There's a limited amount of damage reduction that can be done with a change in the economical system.
And I'm for ending capitalism. But it would be naive to thing that without capitalism everything will be fixed. Some things will be better, but most bad things will remain a problem.
No matter what economic system you try to make. There's no place in the world for 8 billion cars. And I use car a an example, but every item or service we use needs some resources. Even if we are top efficient about how we made them... It's still not enough with 8 billion people wanting the same.
But the ideal course of action would be to also limit population worldwide.
So each human have a bigger pollution/resource consumption quota, thus being able to live a better life.
I think quality of life is going to decline worldwide because overpopulation (it probably already started in some countries) and the only government regulation that could prevent that is a regulation on the number of population.
That sustainable level that you talk about is primitivism or utopia. I don't want either.
Only solution is LESS people.
Why people have such a hard time understanding that we cannot grow infinitely (in numbers) in a world of limited resources?
I know, that the core of this is the dogma. The left removed the overpopulation problem of their dogma decades ago to gain support on certain communities and now we are paying with lots of people actively supporting the destruction of our planet and our quality of life just to squeeze a few more votes
But I don't buy dogmas. I think by myself. And I see that with that many people there's not any economical system that could work to provide a good life to every human on earth, it's impossible, there are not enough resources.
Edit: big oil wants people to feel guilty for wanting to live good. That is what people who supports uncontrolled overbreeding are, consciously or not, defending. I support that people should be able to live good, and consume without feeling guilt. Again, only way to do that is if we had less people around.
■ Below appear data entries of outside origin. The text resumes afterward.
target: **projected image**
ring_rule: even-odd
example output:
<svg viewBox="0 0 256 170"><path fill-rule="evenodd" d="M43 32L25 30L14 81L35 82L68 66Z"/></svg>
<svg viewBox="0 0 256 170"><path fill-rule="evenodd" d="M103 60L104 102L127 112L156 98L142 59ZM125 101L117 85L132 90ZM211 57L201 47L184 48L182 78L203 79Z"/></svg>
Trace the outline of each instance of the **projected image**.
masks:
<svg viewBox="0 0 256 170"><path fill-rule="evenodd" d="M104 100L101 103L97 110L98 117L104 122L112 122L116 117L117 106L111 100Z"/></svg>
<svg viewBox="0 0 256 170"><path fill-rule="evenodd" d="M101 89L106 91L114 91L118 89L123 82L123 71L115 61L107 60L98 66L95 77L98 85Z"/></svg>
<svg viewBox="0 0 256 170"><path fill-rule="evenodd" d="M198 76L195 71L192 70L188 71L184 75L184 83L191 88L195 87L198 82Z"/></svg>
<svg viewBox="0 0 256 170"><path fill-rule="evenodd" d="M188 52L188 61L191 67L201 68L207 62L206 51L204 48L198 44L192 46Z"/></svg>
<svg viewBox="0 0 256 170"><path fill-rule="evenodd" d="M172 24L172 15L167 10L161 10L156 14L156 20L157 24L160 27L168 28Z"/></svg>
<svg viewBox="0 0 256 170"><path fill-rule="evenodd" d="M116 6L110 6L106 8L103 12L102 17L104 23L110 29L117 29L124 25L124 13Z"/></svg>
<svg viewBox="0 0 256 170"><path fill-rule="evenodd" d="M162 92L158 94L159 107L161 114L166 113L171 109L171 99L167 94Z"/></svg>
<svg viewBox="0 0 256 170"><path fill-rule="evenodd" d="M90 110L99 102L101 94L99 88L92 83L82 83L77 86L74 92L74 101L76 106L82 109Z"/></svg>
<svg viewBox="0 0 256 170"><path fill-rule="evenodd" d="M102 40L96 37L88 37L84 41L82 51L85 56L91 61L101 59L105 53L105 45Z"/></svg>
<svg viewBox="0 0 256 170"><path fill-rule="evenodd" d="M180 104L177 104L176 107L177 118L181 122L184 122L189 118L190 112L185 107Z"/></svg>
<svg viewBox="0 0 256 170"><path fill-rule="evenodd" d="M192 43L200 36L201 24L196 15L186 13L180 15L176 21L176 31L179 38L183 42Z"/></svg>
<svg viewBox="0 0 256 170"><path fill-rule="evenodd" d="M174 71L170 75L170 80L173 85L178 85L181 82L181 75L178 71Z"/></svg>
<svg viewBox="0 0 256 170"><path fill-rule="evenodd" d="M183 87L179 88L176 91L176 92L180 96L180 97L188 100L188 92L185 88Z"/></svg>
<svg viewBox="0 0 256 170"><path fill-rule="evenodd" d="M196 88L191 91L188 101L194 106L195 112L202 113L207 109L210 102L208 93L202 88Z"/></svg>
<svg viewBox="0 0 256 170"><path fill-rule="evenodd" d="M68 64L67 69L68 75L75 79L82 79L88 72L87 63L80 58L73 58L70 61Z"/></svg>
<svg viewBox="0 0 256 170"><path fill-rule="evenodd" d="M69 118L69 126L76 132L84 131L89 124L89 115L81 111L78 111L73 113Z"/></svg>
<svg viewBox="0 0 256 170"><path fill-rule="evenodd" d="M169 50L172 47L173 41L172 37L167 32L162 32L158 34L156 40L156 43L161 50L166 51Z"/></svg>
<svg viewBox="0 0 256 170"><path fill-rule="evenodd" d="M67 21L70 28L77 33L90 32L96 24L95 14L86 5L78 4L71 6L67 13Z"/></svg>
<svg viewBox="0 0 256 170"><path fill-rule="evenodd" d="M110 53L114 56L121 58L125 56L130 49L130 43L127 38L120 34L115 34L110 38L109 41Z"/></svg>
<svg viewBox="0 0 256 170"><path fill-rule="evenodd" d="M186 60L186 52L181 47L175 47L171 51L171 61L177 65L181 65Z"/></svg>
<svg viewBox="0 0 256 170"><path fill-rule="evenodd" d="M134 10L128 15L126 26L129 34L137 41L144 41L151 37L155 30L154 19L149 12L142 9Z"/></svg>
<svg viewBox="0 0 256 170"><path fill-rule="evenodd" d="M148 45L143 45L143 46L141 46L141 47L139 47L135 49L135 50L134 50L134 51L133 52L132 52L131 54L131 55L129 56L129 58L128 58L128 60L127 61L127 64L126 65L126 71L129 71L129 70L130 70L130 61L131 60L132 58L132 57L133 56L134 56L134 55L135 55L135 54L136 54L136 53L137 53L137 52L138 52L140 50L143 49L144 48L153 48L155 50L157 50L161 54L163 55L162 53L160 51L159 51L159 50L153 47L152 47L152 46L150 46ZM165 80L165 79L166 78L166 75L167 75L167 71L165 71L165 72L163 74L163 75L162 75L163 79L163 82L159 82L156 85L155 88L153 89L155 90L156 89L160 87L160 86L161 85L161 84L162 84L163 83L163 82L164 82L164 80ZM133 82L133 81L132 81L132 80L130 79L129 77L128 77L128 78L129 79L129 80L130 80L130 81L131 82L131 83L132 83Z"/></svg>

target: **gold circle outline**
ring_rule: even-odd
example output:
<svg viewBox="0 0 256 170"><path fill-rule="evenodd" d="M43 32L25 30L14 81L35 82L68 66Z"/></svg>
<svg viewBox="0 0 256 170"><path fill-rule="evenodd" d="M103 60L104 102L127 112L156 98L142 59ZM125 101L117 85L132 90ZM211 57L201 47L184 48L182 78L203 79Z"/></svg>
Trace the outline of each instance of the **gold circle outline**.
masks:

Overpopulation isn't defined by how much people there are, but by the total amount of sustainably produced goods and services divided by the total population. Fewer people producing unsustainably would also be overpopulation. We need to transition to sustainability regardless of amount of people, reducing population only leads to slower decline, not to a stop of it.
Sustainability is defined by the amount of resources that a population can take from the environment without permanently destroying it. For a bigger population that amount of resources that can be used before reaching that threshold is smaller by person.
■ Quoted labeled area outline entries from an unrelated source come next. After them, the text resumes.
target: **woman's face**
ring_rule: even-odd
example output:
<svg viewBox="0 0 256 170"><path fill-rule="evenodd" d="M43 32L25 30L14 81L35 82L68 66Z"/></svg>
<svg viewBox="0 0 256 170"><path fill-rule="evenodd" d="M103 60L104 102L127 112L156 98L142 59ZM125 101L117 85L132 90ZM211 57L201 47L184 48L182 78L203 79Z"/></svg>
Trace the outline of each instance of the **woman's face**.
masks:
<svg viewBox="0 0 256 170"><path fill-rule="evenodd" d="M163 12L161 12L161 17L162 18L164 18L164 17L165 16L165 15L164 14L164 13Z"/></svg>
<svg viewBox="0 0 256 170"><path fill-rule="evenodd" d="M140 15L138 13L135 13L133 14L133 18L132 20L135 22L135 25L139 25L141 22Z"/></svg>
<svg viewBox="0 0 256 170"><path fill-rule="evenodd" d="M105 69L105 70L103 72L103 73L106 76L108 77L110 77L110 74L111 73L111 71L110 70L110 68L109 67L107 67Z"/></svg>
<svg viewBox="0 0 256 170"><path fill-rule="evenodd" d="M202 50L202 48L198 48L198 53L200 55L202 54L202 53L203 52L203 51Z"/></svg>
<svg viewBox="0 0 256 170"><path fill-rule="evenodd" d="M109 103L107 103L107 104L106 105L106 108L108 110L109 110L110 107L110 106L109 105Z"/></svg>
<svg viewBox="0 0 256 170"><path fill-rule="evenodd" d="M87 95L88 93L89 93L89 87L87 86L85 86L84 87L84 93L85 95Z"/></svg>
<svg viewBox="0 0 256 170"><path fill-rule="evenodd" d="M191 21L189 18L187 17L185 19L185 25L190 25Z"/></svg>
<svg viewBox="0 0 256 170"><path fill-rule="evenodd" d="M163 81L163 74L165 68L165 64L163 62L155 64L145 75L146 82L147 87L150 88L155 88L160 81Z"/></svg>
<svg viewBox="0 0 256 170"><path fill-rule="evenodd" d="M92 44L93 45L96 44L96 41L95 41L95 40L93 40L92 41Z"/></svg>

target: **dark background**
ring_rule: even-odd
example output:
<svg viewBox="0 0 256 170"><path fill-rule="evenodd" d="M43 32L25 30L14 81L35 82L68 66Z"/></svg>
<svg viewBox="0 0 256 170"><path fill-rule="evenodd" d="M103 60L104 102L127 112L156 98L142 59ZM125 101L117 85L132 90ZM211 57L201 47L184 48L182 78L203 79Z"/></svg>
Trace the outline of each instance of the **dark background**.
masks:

Just imagine a tribe living of a fruit tree that gives 10 apples a year. Maybe a tribe of 10 individuals can live of that tree but a tribe. But what happen when the tribe grows and suddenly there's 100 individuals trying to live of a 10 apple tree? It's illogical to take population out of the equation, because it's one of the biggest factors, the second biggest factor is quality of life (how many apples we eat a year), and the only factor that you are considering relevant is the one with the smallest impact that is how efficiently we recollect our apples. That last factor is the one with the smallest impact in the whole equation, and it's the only you seem to consider to solve our problem. We, of course, need to be efficient because it cost nothing, but efficiency by itself is not solving the whole problem.
Your own equation and your own logic is supporting my argument that we NEED to reduce population.